MLB STARS WITH A DIFFERENT SECOND SPORT
Two-sport stars aren't limited to baseball and football, of course. Here are some famous MLB players whose other sport wasn't football.
Bob Gibson: The Hall of Fame hurler also played basketball while in college at Creighton, averaging more than 20 points per game in his career. When he graduated college, he got offers from both the Harlem Globetrotters and the Cardinals.
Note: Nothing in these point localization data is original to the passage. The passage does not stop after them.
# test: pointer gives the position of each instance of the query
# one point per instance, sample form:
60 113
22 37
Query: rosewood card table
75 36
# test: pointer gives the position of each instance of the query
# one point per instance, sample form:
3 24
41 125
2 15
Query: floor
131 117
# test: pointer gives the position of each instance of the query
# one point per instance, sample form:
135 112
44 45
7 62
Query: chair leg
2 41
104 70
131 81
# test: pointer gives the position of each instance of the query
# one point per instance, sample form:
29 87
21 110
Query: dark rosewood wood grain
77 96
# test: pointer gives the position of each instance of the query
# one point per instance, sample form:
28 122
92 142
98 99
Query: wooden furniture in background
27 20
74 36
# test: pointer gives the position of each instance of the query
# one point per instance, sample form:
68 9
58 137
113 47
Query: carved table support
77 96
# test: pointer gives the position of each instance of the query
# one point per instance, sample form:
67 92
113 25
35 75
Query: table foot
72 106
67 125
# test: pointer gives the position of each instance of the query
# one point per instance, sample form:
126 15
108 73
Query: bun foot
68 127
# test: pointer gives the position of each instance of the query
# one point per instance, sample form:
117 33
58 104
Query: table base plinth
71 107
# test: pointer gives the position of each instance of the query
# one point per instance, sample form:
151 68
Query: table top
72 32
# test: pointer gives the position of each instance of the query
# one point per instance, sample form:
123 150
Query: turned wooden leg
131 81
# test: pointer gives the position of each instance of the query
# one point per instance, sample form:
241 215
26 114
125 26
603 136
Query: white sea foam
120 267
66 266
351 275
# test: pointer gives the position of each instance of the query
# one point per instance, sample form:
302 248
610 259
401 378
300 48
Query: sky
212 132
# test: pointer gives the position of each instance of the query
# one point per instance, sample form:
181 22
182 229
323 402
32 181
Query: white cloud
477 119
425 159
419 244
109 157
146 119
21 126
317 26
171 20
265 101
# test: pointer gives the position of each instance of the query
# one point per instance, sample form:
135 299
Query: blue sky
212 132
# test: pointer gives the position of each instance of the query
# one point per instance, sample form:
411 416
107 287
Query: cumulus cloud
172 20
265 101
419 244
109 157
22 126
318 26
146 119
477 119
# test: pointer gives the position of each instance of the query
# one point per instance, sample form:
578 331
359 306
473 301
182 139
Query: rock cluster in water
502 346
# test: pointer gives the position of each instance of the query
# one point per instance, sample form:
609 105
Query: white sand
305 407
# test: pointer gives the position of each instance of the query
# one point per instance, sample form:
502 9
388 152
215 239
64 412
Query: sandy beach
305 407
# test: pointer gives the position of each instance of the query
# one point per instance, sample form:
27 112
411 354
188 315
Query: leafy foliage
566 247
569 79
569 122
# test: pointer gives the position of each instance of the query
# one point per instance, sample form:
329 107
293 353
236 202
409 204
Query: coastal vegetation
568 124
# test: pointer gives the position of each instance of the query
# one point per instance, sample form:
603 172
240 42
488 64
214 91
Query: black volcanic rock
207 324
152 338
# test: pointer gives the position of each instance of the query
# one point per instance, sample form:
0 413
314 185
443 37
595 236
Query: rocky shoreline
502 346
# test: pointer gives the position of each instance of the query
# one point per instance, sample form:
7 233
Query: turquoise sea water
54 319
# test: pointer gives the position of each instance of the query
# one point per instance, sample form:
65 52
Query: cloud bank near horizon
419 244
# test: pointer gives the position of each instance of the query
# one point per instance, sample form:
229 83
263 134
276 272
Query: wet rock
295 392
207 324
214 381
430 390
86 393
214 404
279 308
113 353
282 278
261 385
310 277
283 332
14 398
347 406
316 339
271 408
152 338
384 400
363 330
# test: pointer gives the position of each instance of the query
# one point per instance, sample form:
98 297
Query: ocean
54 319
He played for the Globetrotters for a year, before sticking to baseball permanently and beginning his Cardinals career.
Tom Glavine: The Hall of Famer, 300-game winner and Braves icon was also an NHL draftee by the Kings in 1984. Glavine was taken in the fourth round, 69th overall, ahead of hockey Hall of Famers Brett Hull and Luc Robitaille.
Kenny Lofton: A six-time All-Star, four-time Gold Glover and five-time stolen base champion, Lofton attended college on a basketball scholarship. He played in the Final Four at Arizona in 1988, and in two World Series with Cleveland and the Giants.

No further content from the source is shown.